Later, another rebbe hit a child with such brutality and force, his head cracked open and a stream of blood started flowing from beneath his yarmulke. The rebbe kept going. When he was done, he called Hatzalah to deal with the mess.
Such stories are far from uncommon, and I didn’t even witness the worst. From my friends I would often hear much worse stories. Children who got beaten so badly they required medical treatment. Rebbes who would dole out beatings as if in some third world country – 100 or 150 lashings with a belt for some minor misbehavior. And when the rebbe was in a particularly bad mood, he would use the metal buckle instead of the softer leather.
Even when we went to summer camp for eight weeks, the rebbes would join us and continue their attacks on children. I particularly remember the menahel (principal) of our camp, who would hit, kick, and punch children with such brutality that I died inside.
There has been a lot of discussion recently about the lack of secular education in the Hasidic school system. There has also been significant outrage about sex abuse scandals that take place in yeshivas, and yet physical abuse hardly gets talked about, but it’s real and it’s devastating.

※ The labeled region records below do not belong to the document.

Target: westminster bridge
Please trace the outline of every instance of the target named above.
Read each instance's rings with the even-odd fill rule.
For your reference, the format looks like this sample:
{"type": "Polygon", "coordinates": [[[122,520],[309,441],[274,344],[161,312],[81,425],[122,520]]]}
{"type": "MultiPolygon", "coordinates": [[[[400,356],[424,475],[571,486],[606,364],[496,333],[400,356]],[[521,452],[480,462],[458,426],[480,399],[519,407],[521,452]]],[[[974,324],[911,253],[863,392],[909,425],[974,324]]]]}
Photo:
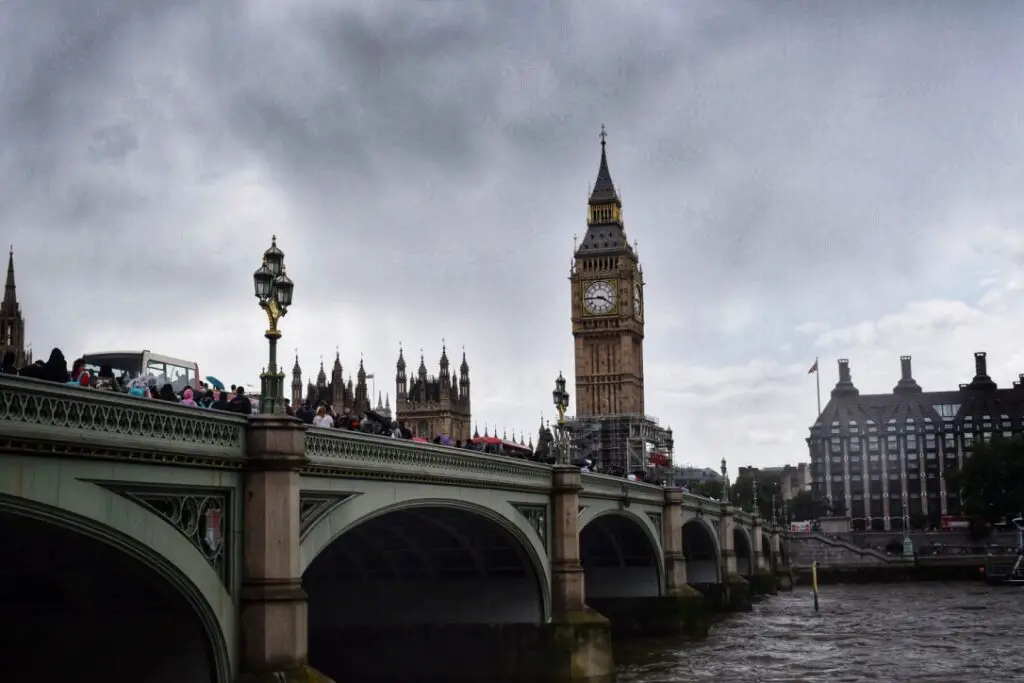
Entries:
{"type": "Polygon", "coordinates": [[[12,680],[606,680],[784,564],[677,488],[290,418],[0,376],[0,438],[12,680]]]}

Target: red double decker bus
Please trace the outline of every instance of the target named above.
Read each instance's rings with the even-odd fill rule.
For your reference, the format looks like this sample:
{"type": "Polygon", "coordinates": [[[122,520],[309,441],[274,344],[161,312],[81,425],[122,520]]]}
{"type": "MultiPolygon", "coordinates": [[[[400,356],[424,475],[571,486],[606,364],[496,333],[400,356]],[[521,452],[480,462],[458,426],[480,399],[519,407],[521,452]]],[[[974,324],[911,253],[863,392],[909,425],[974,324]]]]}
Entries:
{"type": "Polygon", "coordinates": [[[483,453],[489,453],[495,456],[508,456],[521,460],[531,460],[534,458],[534,452],[526,446],[515,441],[498,438],[497,436],[477,436],[472,439],[472,443],[483,453]]]}

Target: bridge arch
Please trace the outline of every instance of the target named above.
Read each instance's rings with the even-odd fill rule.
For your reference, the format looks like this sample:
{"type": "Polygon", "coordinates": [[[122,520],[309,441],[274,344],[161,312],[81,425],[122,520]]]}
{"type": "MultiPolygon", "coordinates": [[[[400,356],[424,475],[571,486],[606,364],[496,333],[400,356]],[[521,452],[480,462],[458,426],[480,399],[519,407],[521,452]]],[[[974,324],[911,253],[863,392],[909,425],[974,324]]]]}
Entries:
{"type": "Polygon", "coordinates": [[[665,567],[659,532],[649,519],[630,509],[582,516],[580,557],[587,598],[663,595],[665,567]]]}
{"type": "Polygon", "coordinates": [[[754,541],[745,527],[732,527],[732,547],[736,551],[736,573],[750,579],[754,575],[754,541]]]}
{"type": "Polygon", "coordinates": [[[101,670],[143,682],[232,681],[234,609],[210,565],[155,514],[78,483],[78,511],[0,494],[0,540],[11,551],[0,566],[0,614],[22,612],[4,620],[18,625],[0,645],[7,673],[17,678],[24,657],[33,678],[101,670]],[[65,644],[53,657],[61,630],[71,633],[56,636],[65,644]]]}
{"type": "Polygon", "coordinates": [[[718,533],[703,517],[683,522],[686,581],[694,586],[722,583],[722,547],[718,533]]]}
{"type": "Polygon", "coordinates": [[[503,633],[550,620],[538,531],[511,505],[521,525],[466,500],[370,499],[337,507],[303,542],[309,661],[327,676],[443,670],[466,648],[486,660],[508,648],[503,633]]]}

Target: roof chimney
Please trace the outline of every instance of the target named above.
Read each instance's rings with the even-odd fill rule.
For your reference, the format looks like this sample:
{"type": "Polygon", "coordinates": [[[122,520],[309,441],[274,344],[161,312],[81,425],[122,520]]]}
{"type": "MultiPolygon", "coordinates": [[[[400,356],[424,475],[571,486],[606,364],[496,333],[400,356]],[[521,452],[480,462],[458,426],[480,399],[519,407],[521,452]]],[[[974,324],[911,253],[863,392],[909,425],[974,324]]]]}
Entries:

Hasidic schoolteachers often resort to corporal punishment and while some rebbes would only hit a child once or twice, many of them would take it to the next level, using an innocent child for their sadistic needs.
The sins for which you would get punished would vary. It could be as ridiculous as not knowing the translation of an Aramaic word in the Talmud, or it could be that you talked in class without permission. The rebbe didn’t have to report back and there was little to no oversight as to how rebbes discipline their children.
Rebbes would often pick at the most vulnerable kids; children from broken or poor families whose parents would be either powerless or clueless in the face of abuse.
A common trope among rebbes was to tell the child after a beating: “Es tit mir mer vey!” (It hurts me even more). In retrospect I understand that those comments gave away the Rebbes’ guilt feelings. But like with any abuser, the guilt was turned into gas-lighting. The child was blamed for causing the Rebbe’s abuse and hurting the rebbe by that, no less.
It is my hope that the video that surfaced will serve as a stark reminder of the heinous violence that takes place in Hasidic institutions, and that this will lead to more scrutiny and more oversight on how we discipline our children.
Shlomo Weiss grew up in the Satmar community. He lives with his family in Brooklyn, NY.
The views and opinions expressed in this article are the author’s own and do not necessarily reflect those of the Forward.